The earliest Peace Corps veterans are heading into retirement or ready for sabbaticals, and many are eager for another opportunity to serve the way they did as passionate young adults in the 1960s and ’70s.

“I’ve always been more comfortable being a fish out of water,” said Susan Ely, who volunteered with the Peace Corps in Costa Rica and Haiti years ago but returned to live in Washington.

Ely, now 51, was to leave today for a new overseas assignment through Peace Corps Encore.
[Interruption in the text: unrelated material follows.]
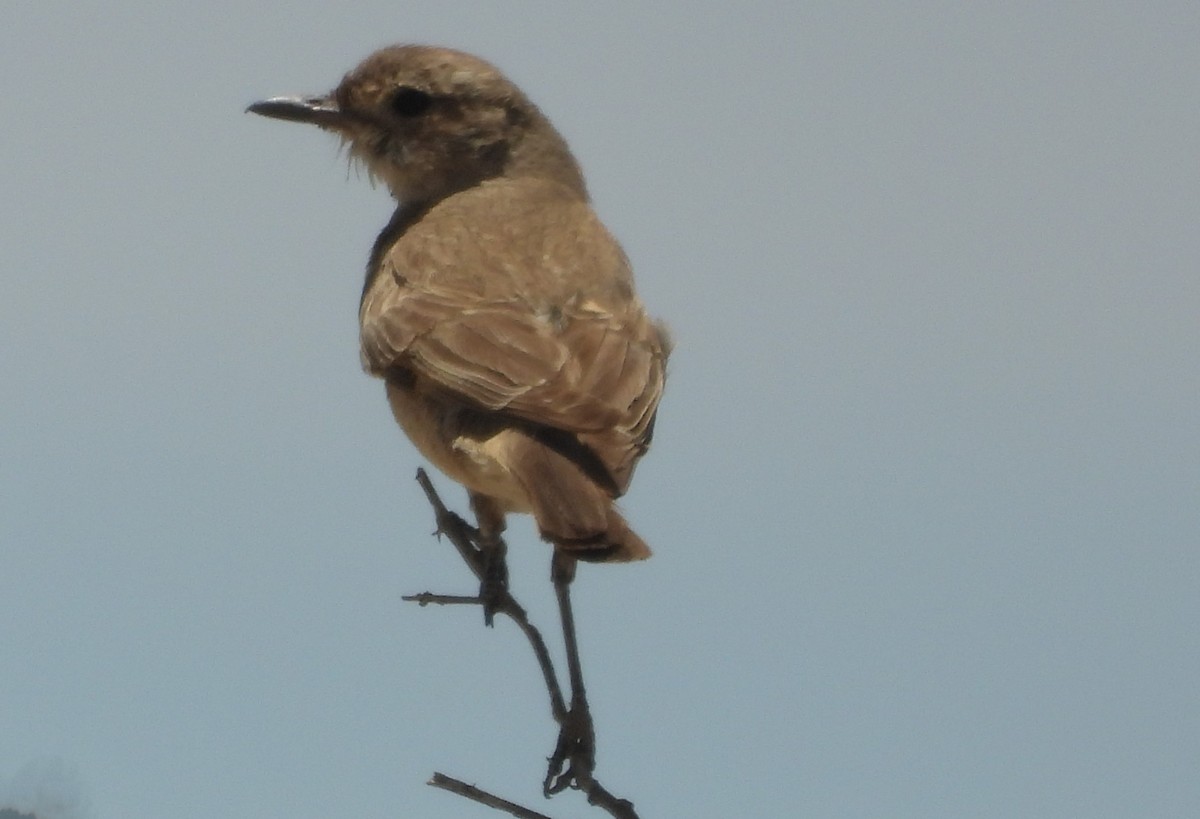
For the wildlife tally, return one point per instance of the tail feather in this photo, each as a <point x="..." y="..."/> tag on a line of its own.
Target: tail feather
<point x="571" y="510"/>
The newly established nonprofit connects Peace Corps veterans to short-term assignments that tap their expertise.

The group posted Ely, who has been a director at nonprofit organizations, to India for a three-week assignment working with the United Way of Mumbai and other charitable groups, working on projects such as rebuilding a fishing village destroyed in the 2004 tsunami.

She’ll build and maintain donor databases, coordinate volunteers and handle a host of logistical issues peculiar to the world of nonprofit groups.

The Peace Corps was established in 1961 after John F. Kennedy challenged college students to serve their country in the cause of peace.

The organization still enjoys a good reputation, but it isn’t as large as it once was.

It has grown in recent years to a current force of about 7,800, about half of what it was in its heyday in the late 1960s.

Peace Corps Encore is not affiliated with the Peace Corps itself, but its executive director, Maura Fulton, said other nonprofit groups have been eager to establish partnerships when they realize all her volunteers are Peace Corps veterans.

The Peace Corps itself recruits veterans for second tours, and it has a separate Crisis Corps that uses veterans on assignments ranging from three months to a year.